Sorry for the late reply (been really busy at work lately). I don't think the code is multi-threaded by default, unless you have MKL installed. You're running it on the CPU, correct?

dpaiton commented 8 years ago

Just an update, I tested the gpu flag and it seems to be working fine on my end, not sure if you're still having this issue. Also, as far as the normalized VGG model goes, I have tried it but I was not able to get it to work as well as I wanted. Rescaling the ratio parameter does not seem to have an effect. It might be an issue with my model.

ghost commented 8 years ago

I had messed up my environment variables. Obviously the code is multi-threaded on CPU mode, if you set the env variables up correctly for mkl or openblas. Weirdly enough, on GPU mode (-g 0), it is also multi-threaded for me, but only with openblas, and only on ubuntu. I don't know why.
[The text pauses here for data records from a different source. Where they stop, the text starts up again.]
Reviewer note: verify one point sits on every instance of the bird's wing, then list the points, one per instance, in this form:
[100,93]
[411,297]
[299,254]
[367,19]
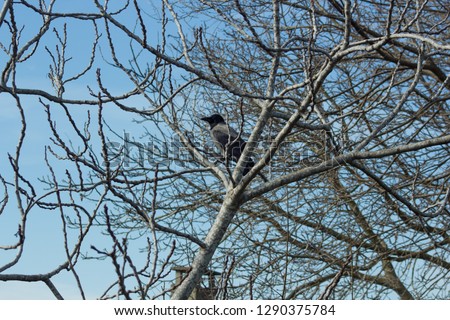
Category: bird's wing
[225,137]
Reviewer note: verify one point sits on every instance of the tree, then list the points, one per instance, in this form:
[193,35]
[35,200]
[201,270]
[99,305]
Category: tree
[344,105]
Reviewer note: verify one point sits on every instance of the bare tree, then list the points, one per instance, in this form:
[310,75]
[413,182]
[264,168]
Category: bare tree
[344,106]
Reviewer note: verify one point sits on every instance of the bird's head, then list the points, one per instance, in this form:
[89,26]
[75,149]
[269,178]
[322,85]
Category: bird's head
[214,119]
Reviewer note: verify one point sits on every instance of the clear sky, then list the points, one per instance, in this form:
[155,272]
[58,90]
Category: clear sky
[43,250]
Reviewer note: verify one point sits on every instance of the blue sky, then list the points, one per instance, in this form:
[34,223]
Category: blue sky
[43,250]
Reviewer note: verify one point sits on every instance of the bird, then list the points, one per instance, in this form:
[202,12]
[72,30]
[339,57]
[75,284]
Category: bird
[227,140]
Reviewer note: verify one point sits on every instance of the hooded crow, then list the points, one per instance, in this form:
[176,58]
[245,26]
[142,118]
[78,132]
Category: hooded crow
[227,140]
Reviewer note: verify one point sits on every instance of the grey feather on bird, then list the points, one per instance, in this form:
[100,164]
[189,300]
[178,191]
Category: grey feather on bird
[228,141]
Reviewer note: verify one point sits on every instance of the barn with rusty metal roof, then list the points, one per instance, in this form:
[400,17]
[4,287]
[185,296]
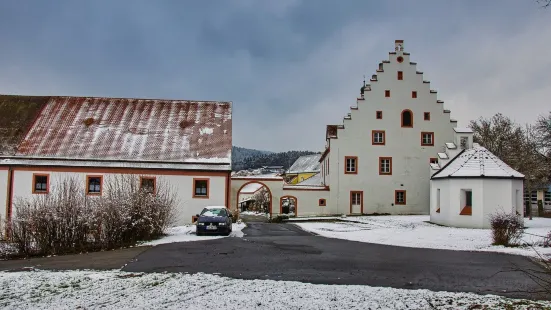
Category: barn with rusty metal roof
[184,143]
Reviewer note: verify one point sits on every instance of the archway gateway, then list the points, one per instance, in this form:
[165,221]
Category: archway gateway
[262,186]
[288,205]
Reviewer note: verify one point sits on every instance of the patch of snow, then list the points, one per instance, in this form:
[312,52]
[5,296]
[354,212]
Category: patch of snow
[206,131]
[450,145]
[39,289]
[415,231]
[187,233]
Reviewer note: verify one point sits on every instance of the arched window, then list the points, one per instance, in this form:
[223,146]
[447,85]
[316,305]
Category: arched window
[407,118]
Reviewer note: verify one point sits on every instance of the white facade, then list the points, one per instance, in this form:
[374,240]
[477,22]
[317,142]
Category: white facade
[472,186]
[180,183]
[396,87]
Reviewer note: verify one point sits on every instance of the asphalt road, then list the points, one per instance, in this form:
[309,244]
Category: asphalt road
[285,252]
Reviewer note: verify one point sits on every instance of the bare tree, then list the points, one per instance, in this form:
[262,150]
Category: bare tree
[543,132]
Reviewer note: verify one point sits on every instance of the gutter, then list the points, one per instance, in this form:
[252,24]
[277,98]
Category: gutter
[9,201]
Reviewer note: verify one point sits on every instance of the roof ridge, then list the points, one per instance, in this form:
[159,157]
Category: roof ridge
[466,160]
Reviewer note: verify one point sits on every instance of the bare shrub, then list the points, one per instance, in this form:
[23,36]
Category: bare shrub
[127,214]
[507,228]
[54,223]
[67,221]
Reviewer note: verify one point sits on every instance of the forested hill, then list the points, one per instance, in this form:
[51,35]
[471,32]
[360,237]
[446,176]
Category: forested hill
[243,158]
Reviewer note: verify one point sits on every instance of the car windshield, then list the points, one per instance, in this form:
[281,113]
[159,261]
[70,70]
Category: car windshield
[213,212]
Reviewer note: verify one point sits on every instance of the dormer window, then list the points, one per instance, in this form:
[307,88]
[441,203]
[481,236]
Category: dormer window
[407,118]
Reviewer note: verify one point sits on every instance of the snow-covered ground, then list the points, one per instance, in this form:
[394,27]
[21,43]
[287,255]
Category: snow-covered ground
[121,290]
[415,231]
[187,233]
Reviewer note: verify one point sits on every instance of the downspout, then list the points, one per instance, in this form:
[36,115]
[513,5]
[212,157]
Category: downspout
[9,202]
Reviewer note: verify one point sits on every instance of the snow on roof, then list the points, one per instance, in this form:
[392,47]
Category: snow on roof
[251,188]
[168,131]
[435,166]
[451,145]
[463,130]
[477,162]
[443,155]
[306,163]
[312,181]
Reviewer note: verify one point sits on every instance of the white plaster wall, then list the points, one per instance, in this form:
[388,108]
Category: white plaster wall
[182,185]
[308,202]
[409,159]
[489,196]
[3,197]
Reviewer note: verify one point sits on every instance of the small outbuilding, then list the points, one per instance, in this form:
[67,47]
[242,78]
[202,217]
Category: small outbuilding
[471,187]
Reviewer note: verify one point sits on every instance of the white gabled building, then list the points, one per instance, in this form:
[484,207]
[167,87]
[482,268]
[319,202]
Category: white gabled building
[473,185]
[376,161]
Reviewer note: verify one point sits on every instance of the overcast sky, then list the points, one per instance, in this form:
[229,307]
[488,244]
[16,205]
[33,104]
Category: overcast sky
[290,66]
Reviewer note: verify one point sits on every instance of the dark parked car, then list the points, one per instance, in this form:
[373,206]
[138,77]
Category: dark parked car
[214,220]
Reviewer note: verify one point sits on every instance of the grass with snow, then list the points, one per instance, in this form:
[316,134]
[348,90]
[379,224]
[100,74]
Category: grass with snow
[415,231]
[122,290]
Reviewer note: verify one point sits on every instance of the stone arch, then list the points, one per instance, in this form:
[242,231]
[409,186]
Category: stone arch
[259,182]
[281,203]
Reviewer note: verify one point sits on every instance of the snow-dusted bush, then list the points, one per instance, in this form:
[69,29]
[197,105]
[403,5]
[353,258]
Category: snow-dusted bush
[507,228]
[126,214]
[68,221]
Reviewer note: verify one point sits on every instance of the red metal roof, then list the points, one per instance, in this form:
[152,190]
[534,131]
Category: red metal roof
[131,129]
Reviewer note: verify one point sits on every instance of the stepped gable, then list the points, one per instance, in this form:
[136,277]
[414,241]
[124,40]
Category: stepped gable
[399,56]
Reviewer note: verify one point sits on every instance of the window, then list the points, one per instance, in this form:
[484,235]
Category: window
[200,188]
[93,185]
[466,201]
[356,202]
[41,184]
[427,138]
[378,137]
[385,165]
[147,184]
[351,165]
[407,118]
[463,141]
[438,200]
[399,197]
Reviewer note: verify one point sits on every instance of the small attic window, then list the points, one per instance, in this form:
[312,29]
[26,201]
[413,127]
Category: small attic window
[89,121]
[184,124]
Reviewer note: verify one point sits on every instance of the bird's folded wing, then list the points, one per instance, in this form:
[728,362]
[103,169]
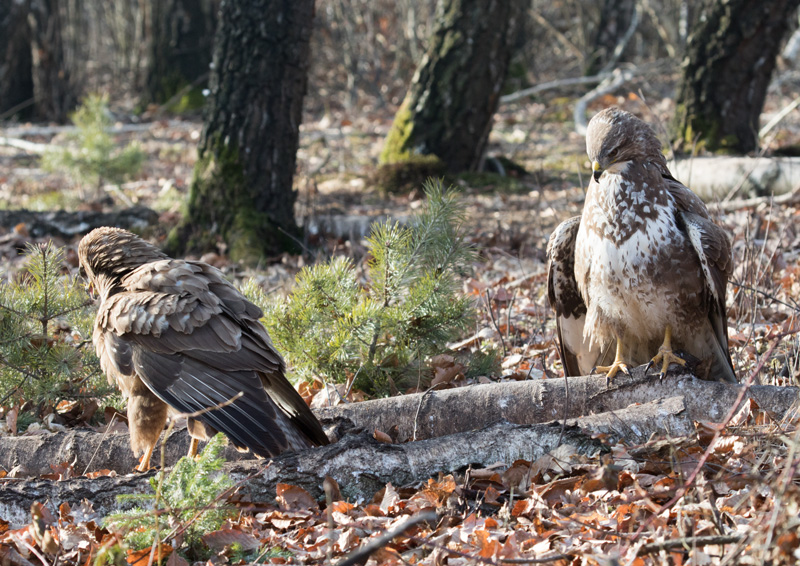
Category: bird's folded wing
[566,300]
[196,343]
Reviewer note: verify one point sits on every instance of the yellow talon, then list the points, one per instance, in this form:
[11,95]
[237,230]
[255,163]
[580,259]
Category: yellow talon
[665,355]
[614,368]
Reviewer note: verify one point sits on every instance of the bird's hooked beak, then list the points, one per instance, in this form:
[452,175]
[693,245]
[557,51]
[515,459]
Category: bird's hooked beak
[596,170]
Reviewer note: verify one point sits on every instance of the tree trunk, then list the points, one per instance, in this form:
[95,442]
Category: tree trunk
[730,58]
[448,110]
[242,192]
[53,92]
[16,80]
[615,19]
[181,45]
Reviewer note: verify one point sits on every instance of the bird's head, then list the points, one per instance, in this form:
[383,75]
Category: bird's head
[107,254]
[615,137]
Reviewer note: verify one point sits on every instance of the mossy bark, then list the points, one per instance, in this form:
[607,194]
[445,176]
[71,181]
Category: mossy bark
[730,58]
[15,59]
[456,89]
[241,194]
[181,45]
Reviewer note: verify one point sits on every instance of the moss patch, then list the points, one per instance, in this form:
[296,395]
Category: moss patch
[403,177]
[395,148]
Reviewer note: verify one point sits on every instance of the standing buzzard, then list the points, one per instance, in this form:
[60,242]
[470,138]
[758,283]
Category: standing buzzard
[174,334]
[643,270]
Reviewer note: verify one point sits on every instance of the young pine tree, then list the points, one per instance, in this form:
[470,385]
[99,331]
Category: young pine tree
[383,330]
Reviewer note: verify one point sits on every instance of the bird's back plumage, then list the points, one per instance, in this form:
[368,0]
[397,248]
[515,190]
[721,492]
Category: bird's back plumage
[195,342]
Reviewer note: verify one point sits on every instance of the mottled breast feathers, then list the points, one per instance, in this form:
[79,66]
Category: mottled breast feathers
[643,261]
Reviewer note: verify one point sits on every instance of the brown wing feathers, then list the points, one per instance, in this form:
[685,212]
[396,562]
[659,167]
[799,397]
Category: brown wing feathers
[194,341]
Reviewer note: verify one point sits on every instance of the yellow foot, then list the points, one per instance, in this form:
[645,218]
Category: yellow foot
[193,445]
[664,357]
[612,370]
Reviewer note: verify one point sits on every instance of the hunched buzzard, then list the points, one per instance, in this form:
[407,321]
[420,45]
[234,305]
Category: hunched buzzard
[177,337]
[643,270]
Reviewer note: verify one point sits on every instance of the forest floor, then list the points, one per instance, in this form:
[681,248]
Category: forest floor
[575,514]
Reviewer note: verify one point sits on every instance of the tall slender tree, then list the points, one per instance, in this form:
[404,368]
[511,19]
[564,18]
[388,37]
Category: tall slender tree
[730,58]
[16,79]
[455,92]
[55,94]
[242,192]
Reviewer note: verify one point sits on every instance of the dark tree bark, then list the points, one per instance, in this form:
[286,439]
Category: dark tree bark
[615,20]
[242,189]
[730,57]
[181,44]
[53,92]
[448,110]
[16,80]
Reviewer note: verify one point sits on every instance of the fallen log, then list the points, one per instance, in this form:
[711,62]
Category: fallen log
[68,225]
[362,466]
[436,413]
[427,415]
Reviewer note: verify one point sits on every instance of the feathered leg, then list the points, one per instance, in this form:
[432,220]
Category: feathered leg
[147,415]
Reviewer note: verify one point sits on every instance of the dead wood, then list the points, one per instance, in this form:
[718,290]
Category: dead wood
[362,466]
[429,415]
[437,413]
[68,225]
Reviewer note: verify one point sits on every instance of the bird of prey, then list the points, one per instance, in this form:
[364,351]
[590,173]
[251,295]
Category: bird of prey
[641,274]
[176,336]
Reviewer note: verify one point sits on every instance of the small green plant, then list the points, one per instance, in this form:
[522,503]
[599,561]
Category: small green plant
[93,158]
[45,329]
[184,504]
[381,329]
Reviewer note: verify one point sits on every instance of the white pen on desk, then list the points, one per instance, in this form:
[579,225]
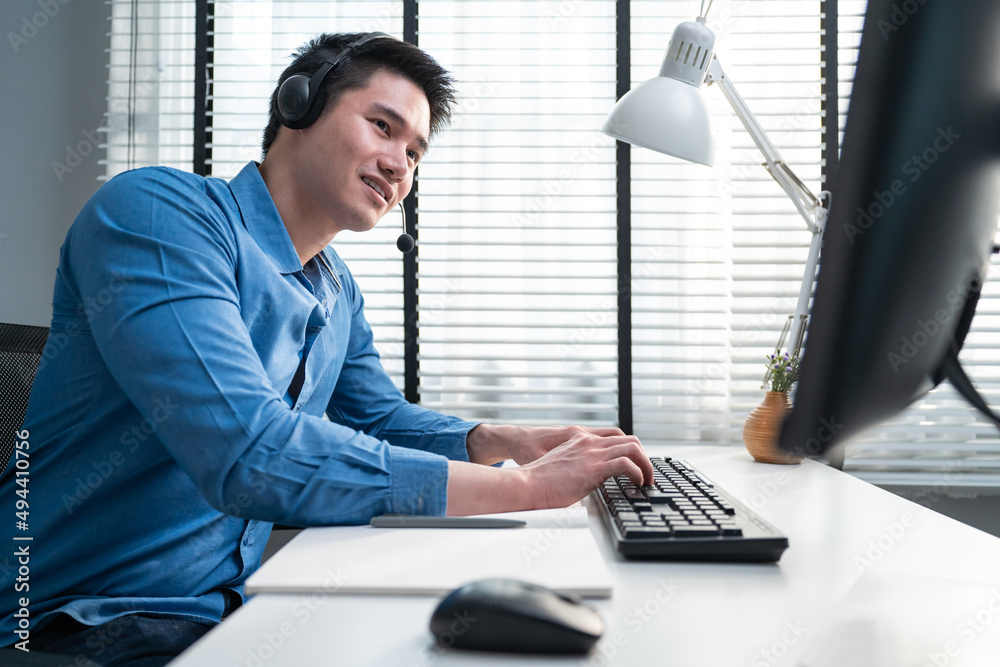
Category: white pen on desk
[421,521]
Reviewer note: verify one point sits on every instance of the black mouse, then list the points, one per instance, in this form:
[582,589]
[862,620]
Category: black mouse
[516,616]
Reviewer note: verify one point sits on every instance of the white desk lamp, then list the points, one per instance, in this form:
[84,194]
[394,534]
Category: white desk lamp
[668,114]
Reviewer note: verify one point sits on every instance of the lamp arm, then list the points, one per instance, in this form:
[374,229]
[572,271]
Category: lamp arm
[813,210]
[804,200]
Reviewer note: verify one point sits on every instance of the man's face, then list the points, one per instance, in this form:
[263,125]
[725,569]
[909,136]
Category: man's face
[359,157]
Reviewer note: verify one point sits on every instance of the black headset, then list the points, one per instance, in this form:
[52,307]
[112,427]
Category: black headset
[298,100]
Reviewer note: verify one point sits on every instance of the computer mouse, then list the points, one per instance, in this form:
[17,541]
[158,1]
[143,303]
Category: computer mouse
[516,616]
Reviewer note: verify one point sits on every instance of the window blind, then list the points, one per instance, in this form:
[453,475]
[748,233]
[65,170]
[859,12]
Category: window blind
[517,261]
[150,77]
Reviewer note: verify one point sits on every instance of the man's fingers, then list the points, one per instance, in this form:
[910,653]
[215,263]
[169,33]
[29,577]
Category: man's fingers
[639,467]
[604,432]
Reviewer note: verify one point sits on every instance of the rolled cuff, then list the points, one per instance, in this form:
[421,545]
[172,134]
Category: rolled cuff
[419,482]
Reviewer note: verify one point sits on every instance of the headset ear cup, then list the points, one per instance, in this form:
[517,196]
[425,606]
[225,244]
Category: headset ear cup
[293,101]
[312,112]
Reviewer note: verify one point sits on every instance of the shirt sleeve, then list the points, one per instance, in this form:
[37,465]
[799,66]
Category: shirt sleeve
[367,399]
[173,334]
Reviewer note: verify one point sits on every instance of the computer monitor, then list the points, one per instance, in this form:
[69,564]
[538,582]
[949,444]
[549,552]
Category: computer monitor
[912,221]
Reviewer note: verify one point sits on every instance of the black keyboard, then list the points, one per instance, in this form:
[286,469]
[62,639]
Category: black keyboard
[684,516]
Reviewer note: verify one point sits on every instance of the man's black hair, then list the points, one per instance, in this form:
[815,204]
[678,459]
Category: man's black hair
[356,69]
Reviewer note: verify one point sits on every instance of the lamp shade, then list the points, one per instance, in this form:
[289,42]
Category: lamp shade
[667,116]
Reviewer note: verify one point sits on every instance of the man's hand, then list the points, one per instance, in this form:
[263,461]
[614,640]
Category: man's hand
[573,469]
[492,443]
[562,475]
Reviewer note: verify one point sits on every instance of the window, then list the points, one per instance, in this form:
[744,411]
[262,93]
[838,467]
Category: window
[517,209]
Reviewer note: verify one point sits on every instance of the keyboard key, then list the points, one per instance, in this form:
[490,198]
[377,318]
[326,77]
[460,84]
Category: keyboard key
[697,531]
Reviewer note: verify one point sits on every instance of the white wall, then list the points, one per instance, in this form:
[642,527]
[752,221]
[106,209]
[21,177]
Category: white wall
[53,81]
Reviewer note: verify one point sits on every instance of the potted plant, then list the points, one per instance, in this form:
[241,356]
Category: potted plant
[760,431]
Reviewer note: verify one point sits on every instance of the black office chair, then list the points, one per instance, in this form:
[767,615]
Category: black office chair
[21,348]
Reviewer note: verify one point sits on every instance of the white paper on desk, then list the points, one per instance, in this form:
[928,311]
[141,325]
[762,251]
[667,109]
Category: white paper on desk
[909,621]
[556,549]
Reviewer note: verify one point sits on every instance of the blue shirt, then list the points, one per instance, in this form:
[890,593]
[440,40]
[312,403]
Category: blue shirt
[163,438]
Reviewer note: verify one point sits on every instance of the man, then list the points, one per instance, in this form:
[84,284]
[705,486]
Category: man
[202,329]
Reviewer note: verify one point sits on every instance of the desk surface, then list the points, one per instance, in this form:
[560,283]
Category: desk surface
[839,528]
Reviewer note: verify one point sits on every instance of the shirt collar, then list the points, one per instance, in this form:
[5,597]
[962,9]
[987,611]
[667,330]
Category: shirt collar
[260,217]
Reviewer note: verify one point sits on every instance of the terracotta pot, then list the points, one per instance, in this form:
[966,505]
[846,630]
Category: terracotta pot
[760,431]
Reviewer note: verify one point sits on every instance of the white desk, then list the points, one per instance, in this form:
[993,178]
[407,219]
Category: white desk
[671,613]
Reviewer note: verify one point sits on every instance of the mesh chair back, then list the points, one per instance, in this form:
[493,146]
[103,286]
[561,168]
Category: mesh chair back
[20,353]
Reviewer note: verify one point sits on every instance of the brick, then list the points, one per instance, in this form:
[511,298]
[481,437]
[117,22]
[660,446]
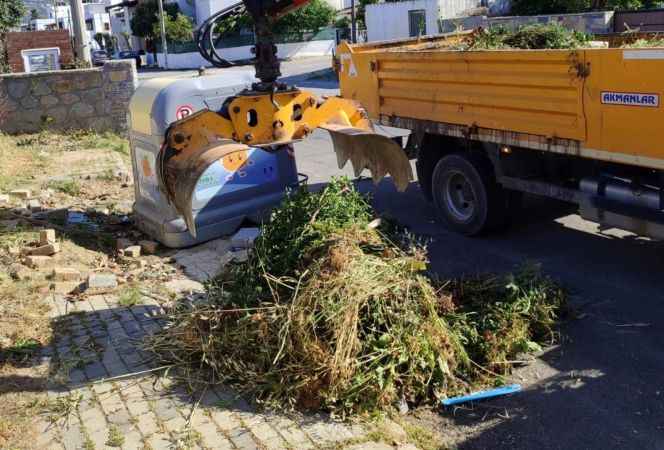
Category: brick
[147,424]
[245,237]
[20,193]
[242,439]
[45,250]
[65,287]
[95,371]
[165,410]
[34,205]
[149,247]
[133,251]
[47,237]
[111,403]
[36,261]
[99,283]
[66,274]
[122,243]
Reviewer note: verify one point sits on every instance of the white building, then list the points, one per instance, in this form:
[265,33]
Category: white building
[396,20]
[57,15]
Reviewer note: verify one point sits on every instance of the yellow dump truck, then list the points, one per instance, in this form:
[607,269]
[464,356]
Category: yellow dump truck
[585,126]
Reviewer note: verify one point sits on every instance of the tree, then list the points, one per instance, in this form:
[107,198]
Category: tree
[11,12]
[360,15]
[316,15]
[179,29]
[144,19]
[146,16]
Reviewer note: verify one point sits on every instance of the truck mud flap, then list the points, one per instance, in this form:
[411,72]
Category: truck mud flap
[180,171]
[367,150]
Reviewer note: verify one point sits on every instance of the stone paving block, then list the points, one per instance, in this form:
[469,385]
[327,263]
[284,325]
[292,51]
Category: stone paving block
[165,410]
[147,424]
[114,365]
[134,362]
[102,388]
[290,431]
[133,329]
[77,376]
[111,402]
[225,420]
[137,406]
[98,437]
[267,436]
[211,436]
[122,419]
[98,303]
[242,439]
[72,436]
[159,442]
[95,371]
[175,424]
[133,441]
[46,436]
[151,327]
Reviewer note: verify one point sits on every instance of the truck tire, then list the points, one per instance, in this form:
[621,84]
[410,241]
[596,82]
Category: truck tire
[466,197]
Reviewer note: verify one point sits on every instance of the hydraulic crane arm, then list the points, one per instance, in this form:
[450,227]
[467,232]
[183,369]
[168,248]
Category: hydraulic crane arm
[269,115]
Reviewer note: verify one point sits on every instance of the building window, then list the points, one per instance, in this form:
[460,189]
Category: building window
[417,22]
[42,59]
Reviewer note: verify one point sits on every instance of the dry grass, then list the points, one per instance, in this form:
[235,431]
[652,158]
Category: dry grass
[331,314]
[28,162]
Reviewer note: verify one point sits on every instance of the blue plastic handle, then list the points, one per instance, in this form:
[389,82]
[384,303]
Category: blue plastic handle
[481,395]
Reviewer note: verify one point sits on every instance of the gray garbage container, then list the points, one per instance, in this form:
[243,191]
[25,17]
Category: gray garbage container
[225,194]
fzliu commented 8 years ago

Hmm, this seems strange, but it seems more related to Caffe than anything else. What is the Caffe commit hash you're using?

ghost commented 8 years ago

I don't know the hash. I didn't download through git. All I know is that it's from Aug 27-28 2015. I can send you a zip if you want.

TomArrow commented 6 years ago

I wanted to try this progressive upscaling, but I see no development branch, only the gram-thing. Is it still possible to get this?